Amid the pretty glass baubles, hand-carved wood shapes, colorful projects made by the children and old-fashioned gold beads, a large pompon hangs from a piece of yarn. And it's not a pretty one, either. Dirty white-and-mustard-colored yarn, hand-tied, it forms a ball about the size of an orange. Every year, I hang it on the tree. I always will, because it reminds me of the true spirit of Christmas.

Several years ago at Christmas time I volunteered to take a group of nine-year-old Cub Scouts to deliver poinsettia plants. The list given us by the church contained the names and addresses of six elderly, housebound residents who might be cheered by receiving a Christmas plant.
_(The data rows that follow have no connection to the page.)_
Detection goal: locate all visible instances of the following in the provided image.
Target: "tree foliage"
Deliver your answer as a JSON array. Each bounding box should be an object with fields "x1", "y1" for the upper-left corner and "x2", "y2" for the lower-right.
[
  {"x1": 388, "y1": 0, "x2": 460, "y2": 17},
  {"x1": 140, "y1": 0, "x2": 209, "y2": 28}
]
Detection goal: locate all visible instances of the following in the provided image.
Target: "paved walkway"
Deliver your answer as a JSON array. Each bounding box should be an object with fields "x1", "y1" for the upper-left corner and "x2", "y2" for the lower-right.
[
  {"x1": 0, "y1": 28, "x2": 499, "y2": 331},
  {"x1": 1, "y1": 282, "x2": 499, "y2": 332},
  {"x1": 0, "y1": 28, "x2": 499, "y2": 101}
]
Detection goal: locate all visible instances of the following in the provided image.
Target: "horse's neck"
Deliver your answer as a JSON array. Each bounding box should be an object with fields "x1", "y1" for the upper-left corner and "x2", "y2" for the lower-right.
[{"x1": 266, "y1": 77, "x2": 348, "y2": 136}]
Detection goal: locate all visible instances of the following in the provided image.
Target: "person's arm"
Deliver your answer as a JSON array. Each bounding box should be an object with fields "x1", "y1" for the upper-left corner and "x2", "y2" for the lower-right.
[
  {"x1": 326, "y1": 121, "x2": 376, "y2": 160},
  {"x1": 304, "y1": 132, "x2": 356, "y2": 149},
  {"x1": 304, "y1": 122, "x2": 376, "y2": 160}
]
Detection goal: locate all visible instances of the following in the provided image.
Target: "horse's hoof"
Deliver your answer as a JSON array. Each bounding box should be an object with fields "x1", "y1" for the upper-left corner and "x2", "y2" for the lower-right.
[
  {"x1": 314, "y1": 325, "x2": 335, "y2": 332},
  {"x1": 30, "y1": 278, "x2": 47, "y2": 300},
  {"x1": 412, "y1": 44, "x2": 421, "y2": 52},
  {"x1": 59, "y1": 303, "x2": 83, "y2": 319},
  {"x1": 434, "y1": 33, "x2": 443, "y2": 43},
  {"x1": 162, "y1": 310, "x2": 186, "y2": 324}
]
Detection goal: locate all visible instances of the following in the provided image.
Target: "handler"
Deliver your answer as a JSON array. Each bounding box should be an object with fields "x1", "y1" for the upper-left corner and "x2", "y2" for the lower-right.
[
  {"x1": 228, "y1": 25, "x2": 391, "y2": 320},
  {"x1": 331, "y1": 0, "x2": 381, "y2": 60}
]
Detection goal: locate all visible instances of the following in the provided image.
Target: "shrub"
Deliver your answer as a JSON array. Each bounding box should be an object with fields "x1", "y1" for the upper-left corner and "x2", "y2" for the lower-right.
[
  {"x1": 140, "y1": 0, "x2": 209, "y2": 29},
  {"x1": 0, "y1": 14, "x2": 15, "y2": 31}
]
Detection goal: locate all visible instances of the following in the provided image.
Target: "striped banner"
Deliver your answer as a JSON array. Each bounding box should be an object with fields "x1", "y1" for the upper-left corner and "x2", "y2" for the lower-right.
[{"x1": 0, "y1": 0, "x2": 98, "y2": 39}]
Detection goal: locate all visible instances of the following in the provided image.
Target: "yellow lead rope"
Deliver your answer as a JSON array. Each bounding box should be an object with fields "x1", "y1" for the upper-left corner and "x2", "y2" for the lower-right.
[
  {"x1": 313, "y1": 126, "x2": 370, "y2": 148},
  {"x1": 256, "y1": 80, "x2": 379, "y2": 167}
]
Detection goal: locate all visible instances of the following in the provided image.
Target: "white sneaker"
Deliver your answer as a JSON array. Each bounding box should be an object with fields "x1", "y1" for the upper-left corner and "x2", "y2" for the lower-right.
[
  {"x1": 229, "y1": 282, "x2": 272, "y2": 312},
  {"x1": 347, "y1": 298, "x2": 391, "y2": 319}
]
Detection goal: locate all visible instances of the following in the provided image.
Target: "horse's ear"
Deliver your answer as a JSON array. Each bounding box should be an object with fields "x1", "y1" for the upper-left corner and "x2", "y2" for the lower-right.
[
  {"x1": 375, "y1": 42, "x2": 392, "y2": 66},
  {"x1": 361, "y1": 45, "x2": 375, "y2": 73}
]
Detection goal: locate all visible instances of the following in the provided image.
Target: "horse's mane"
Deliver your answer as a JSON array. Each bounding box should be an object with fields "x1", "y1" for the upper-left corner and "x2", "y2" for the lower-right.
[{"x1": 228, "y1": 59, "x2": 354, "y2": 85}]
They were cheered all right, but probably more from seeing that group of squirming boys decked out in their yellow kerchiefs and blue shirts than from the plant they received. We made our deliveries one by one, calling out "Merry Christmas!" as we left each home. Five houses down, one to go.

We waited for ages in the dimly lit hallway of the last apartment house on our list. As we were about to turn away, we heard a faint shuffle and a fumbling at the door. It finally opened, and a small woman peeked out. She was less than five feet tall and in her late 80s. At the sight of the Cub Scouts, she opened the door wider with a surprised smile.
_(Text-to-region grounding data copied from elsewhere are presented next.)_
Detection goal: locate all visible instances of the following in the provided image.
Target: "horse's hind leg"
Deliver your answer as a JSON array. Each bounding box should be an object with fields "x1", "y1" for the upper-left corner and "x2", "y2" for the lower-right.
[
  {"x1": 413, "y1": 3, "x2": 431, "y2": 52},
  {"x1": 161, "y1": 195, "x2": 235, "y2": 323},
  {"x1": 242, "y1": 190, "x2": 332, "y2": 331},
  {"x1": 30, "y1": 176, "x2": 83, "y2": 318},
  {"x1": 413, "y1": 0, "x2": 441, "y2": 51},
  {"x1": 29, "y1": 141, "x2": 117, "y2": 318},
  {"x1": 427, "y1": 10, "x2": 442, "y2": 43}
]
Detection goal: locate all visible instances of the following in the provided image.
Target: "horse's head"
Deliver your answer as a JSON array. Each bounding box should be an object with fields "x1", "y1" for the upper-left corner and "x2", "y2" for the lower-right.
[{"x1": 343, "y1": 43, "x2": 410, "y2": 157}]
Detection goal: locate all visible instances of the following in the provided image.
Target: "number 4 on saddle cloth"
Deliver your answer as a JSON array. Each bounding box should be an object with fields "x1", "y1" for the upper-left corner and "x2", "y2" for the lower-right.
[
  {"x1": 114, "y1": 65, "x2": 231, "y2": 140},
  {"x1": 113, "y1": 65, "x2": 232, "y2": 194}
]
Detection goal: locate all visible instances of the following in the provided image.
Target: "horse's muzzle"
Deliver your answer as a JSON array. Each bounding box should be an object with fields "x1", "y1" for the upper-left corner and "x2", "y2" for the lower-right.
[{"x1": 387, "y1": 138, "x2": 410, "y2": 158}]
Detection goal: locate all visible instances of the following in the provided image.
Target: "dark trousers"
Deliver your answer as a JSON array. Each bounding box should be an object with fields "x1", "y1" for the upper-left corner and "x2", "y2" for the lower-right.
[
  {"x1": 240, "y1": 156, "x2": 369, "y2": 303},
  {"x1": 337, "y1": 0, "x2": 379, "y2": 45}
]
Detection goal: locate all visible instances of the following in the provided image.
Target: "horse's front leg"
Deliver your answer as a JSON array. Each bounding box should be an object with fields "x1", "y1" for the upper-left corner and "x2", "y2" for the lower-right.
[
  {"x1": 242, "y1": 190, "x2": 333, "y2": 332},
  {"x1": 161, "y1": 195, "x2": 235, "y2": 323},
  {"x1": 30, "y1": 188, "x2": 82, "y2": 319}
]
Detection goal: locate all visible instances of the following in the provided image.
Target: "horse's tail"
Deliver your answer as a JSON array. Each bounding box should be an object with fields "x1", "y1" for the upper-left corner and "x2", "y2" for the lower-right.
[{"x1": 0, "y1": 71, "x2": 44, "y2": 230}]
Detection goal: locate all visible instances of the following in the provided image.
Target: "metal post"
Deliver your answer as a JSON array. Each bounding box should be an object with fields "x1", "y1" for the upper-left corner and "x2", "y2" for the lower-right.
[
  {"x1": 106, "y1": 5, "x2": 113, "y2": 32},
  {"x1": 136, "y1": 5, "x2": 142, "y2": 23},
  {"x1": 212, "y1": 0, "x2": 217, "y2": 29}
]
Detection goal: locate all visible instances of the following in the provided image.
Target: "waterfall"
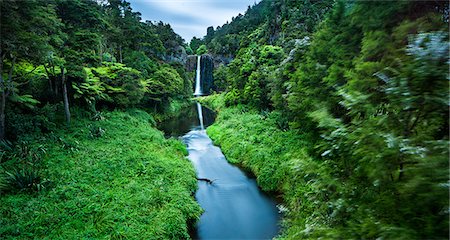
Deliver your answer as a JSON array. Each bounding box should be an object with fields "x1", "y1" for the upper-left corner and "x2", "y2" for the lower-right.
[
  {"x1": 197, "y1": 102, "x2": 204, "y2": 130},
  {"x1": 194, "y1": 55, "x2": 202, "y2": 96}
]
"Come in! Come in!" she said to us.

Obviously not used to company, she tried to move stacks of newspapers and clothes off the chairs in her tiny kitchen. "I have no place for you all to sit," she said. It's okay, we assured her. We just wanted to bring her a gift.

When the boys held out that plant -- by far the most colorful, cheerful object in the small cluttered apartment -- tears wet her wrinkled cheeks. "Oh, you dear, dear boys..." she said. "You dear, wonderful children..."

Slowly, with arthritic hands, she moved things around on her table to make room for the plant, while I tried hard not to be nosy. But I couldn't help it. What a depressing, dark little place. The only sign of Christmas was an old, two-foot tall artificial Christmas tree on a table, adorned with some sort of yarn balls.

"I must give you boys something!" she said, groping around in a basket for anything to give. She rustled up some old stale candy and handed it out to the uncomfortable boys, who were making small movements toward the door. "Oh, this beautiful plant, and I have nothing to give you," she said, worriedly, as she looked around once more.

"It's okay," I said, "I don't need anything."

But she fussed anyway, looking for anything she could give me. Finally she took a dirty white-and-mustard-colored pompon off the tiny Christmas tree and handed it to me. "It's all I have to give," she said. I didn't want to take it -- but I surely couldn't give it back.

We said our goodbyes and were on our way.

I hung the pompon on our Christmas tree when we got home, and after Christmas it was packed away with the rest of our ornaments.

The following Christmas, as we decorated the tree, I decided not to put that homely thing on our pretty tree. So I left it in the bottom of the ornament box, along with the broken ornaments and extra hooks. Until my eight-year-old daughter found it. "Mom!" she said. "We forgot this one!"

"Well," I said, "it's kind of ugly, isn't it? We don't have to put it on every year." She looked at me like I was the Grinch. "But Mom!" she said, holding up that ratty pompon. "Don't you remember that old lady? And how this was all she had to give?"

Needless to say, it hangs on our tree today. It will be there every year.